Of course, while this conversation has mostly been for compile time constant folding, the example of passing a value from the EE and treating it as a constant in the VU is still analagous to calculating a value at compile time in D at higher precision than the instruction set the runtime code is compiled to work with.

/arch:sse2 is the default with MSVC x64 builds (Xbox One defaults to /arch:avx), and it sounds like the DMD has defaulted to sse2 for a long time. The exception being the compile time behaviour. That compile time behaviour conforming to the the runtime behaviour is an option I want, with the default being whatever is decided in here. Executing code at compile time at a higher precision than what SSE dictates is effectively undesired behaviour for our use cases.

And in cases where we compile code for another architecture on x64 (let's say ARM code with NEON instructions, as it's the most common case thanks to iOS development) then it would be forced to fallback to the default. Fine for most use cases as well. It would be up to the user to compile their ARM code on an ARM processor to get the code execution match if they need it.

May 18, 2016
On Wednesday, 18 May 2016 at 08:21:18 UTC, Walter Bright wrote:
> Trying to make D behave exactly like various C++ compilers do, with all their semi-documented behavior and semi-documented switches that affect constant folding behavior, is a hopeless task.
>
> I doubt various C++ compilers are this compatible, even if they follow the same ABI.
>

They aren't. For instance, GCC use arbitrary precision FB, and LLVM uses 128 bits soft floats in their innards.
May 18, 2016
On Wednesday, 18 May 2016 at 08:38:07 UTC, Era Scarecrow wrote:
>  try {}    // Considers the result of 1 line of basic math to be caught by:
>  carry     {} //only activates if carry is set
>  overflow  {} //if overflowed during some math
>  modulus(m){} //get the remainder as m after a division operation
>  mult(dx)  {} //get upper 32/64/whatever after a multiply and set as dx
>
>  Of course I'd understand if some hardware doesn't offer such support, so the else could be thrown in to allow a workaround code to detect such an event, or only allow it if it's a compliant architecture. Although workaround detection is always possible, just not as fast as hardware supplied.

https://code.dlang.org/packages/checkedint
https://dlang.org/phobos/core_checkedint.html

May 18, 2016
On Wednesday, 18 May 2016 at 09:13:35 UTC, Iain Buclaw wrote:
> Can you back that up statistically?  Try running this same operation 600 million times plot a graph for the result from each run for it so we can get an idea of just how random or arbitrary it really is.
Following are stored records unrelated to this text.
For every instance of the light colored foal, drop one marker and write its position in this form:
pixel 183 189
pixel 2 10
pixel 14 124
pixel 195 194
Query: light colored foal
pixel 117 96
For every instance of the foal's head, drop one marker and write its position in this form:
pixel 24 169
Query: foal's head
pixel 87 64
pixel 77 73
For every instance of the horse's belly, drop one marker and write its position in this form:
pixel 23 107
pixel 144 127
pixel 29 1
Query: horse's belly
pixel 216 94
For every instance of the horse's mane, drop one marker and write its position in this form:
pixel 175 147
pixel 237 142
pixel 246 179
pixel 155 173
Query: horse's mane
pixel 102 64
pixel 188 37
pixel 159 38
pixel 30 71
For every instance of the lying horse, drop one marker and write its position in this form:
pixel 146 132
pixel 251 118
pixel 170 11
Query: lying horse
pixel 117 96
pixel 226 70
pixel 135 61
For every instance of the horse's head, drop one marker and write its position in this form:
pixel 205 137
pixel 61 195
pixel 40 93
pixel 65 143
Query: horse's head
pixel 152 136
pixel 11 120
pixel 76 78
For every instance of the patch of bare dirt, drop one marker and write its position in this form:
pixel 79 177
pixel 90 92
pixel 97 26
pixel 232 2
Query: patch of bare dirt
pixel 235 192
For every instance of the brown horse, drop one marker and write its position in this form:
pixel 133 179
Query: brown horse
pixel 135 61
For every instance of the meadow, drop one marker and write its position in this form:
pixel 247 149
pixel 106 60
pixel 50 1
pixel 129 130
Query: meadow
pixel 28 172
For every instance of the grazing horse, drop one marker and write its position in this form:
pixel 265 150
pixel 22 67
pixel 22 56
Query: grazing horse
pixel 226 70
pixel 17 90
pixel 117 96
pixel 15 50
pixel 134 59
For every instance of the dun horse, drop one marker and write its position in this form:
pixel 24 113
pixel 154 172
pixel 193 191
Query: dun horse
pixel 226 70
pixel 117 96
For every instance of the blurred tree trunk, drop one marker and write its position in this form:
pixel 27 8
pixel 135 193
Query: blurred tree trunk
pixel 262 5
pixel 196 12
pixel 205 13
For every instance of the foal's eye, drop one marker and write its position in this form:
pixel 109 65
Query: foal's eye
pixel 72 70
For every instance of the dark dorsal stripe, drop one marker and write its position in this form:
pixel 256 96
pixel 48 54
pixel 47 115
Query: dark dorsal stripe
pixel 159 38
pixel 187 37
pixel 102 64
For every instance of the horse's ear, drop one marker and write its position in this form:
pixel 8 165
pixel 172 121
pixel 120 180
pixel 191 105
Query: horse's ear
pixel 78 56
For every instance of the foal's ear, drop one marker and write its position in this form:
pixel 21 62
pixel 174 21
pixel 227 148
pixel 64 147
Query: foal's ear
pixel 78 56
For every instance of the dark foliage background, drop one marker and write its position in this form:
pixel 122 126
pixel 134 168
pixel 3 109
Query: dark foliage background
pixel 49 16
Huh? This isn't about statistics. It is about math. The magnitude of the difference depends on what you do with the constant. It can be exponentially boosted.



May 18, 2016
On 5/18/2016 3:15 AM, deadalnix wrote:
> On Wednesday, 18 May 2016 at 08:21:18 UTC, Walter Bright wrote:
>> Trying to make D behave exactly like various C++ compilers do, with all their
>> semi-documented behavior and semi-documented switches that affect constant
>> folding behavior, is a hopeless task.
>>
>> I doubt various C++ compilers are this compatible, even if they follow the
>> same ABI.
>>
>
> They aren't. For instance, GCC use arbitrary precision FB, and LLVM uses 128
> bits soft floats in their innards.

Looks like LLVM had the same idea as myself.
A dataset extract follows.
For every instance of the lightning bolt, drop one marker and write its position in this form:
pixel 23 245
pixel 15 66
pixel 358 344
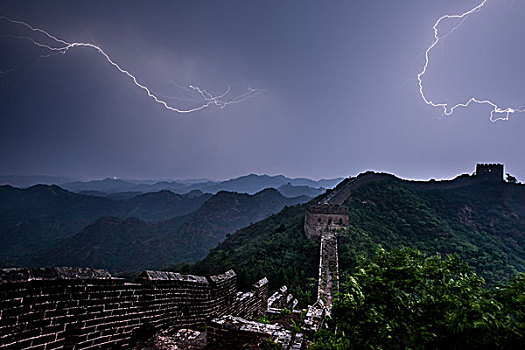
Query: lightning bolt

Anyhow, this pretty much destroys the idea that I have proposed some sort of cowboy FP that's going to wreck FP programs.

(What is arbitrary precision FB?)
May 18, 2016
On Wednesday, 18 May 2016 at 09:21:30 UTC, Ola Fosheim Grøstad wrote:
> No. The "const float y" will not be coerced to 32 bit, but the "float y" will be coerced to 32 bit. So you get two different y values. (On a specific compiler, i.e. DMD.)
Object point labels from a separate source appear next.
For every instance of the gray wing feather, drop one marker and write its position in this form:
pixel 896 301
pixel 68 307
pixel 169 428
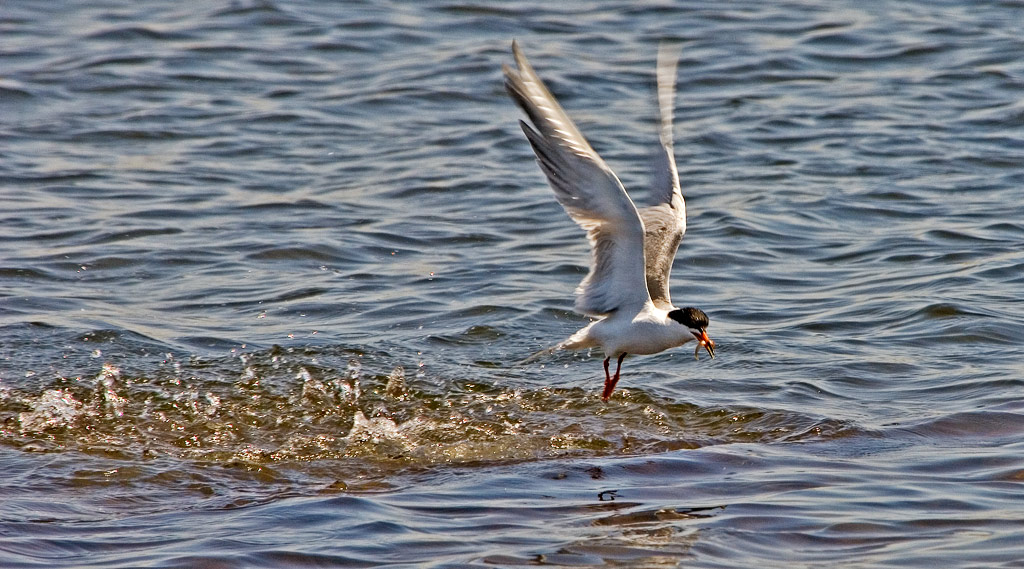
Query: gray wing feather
pixel 589 191
pixel 665 222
I'm not sure that the `const float` vs `float` is the difference per se.  The difference is that in the examples you've given, the `const float` is being determined (and used) at compile time.

But a `const float` won't _always_ be determined or used at compile time, depending on the context and manner in which the value is set.

Let's be clear about the problem -- compile time vs. runtime, rather than `const` vs non-`const`.